Y A R G I T A Y K A R A R I
Temyiz isteminin süresi içinde olduğu anlaşıldıktan sonra dosyadaki bütün kağıtlar okunup gereği düşünüldü:
Davacı vekili dilekçesinde, müvekkili olan davacının evden kovulması üzerine sadece üzerindeki kıyafetler ile evden ayrılmak zorunda kaldığını, bu nedenle çeyiz eşyalarının ortak konutta kaldığını, düğünde takılan ziynetlerin ise davalı koca tarafından bozdurulduğunu beyan ederek, çeyiz eşyaları ve ziynetlerin aynen, olmadığı takdirde, bedelleri olan şimdilik 5000 TL"nin davalıdan tahsiline karar verilmesini talep ve dava etmiştir.
Davalı savunmasında; ev eşyalarının teslim edileceğini, takılan çeyrek altınların davacının rızası ile düğün masrafları için bozdurulduğunu, bileziklerin bir kısmının balayı için davacı tarafından bozdurulduğunu, bir bileziğin davacı tarafından kız kardeşine takıldığını, kalan dört tanesini ise giderken götürdüğünü beyan etmiştir.

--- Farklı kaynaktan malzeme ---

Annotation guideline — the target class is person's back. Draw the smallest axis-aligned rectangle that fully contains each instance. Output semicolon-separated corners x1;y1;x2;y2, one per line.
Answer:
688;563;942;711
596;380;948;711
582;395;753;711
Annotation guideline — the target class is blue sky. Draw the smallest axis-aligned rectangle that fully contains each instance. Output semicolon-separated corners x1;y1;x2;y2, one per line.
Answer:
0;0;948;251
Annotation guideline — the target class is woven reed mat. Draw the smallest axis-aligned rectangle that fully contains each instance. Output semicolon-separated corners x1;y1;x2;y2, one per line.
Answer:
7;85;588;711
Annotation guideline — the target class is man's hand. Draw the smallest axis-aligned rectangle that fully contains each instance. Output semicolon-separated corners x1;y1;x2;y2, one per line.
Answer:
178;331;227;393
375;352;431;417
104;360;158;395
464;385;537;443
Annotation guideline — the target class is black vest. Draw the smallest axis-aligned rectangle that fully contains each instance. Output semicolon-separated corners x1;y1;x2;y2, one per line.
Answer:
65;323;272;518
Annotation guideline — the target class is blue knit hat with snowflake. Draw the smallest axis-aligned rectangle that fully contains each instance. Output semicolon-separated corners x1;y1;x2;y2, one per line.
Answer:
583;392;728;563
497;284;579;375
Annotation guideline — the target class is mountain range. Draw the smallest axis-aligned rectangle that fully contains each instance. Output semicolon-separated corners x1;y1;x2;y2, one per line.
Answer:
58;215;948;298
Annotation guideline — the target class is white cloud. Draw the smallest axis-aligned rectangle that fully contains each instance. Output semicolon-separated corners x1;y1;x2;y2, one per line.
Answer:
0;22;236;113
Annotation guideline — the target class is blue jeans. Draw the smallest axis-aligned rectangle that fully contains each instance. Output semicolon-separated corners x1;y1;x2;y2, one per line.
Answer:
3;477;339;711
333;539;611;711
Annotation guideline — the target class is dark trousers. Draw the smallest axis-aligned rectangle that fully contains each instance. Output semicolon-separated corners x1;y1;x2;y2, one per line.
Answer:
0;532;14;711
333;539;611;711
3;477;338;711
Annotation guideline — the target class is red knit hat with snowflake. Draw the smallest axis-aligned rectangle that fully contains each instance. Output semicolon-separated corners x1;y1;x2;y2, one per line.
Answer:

Mahkemece, çeyiz eşyaları yönünden, davanın konusuz kalması nedeni ile karar verilmesine yer olmadığına, küçük altınlar yönünden davacının rızası ile bozdurulduğu gerekçesi ile davanın reddine, bilezikler yönünden ise, talep ile bağlı kalınarak, 3.300 TL alacağın yasal faizi ile birlikte davalıdan tahsiline karar verilmiş, hüküm her iki tarafça da temyiz edilmiştir.
Davalının tüm temyiz itirazları yerinde değildir.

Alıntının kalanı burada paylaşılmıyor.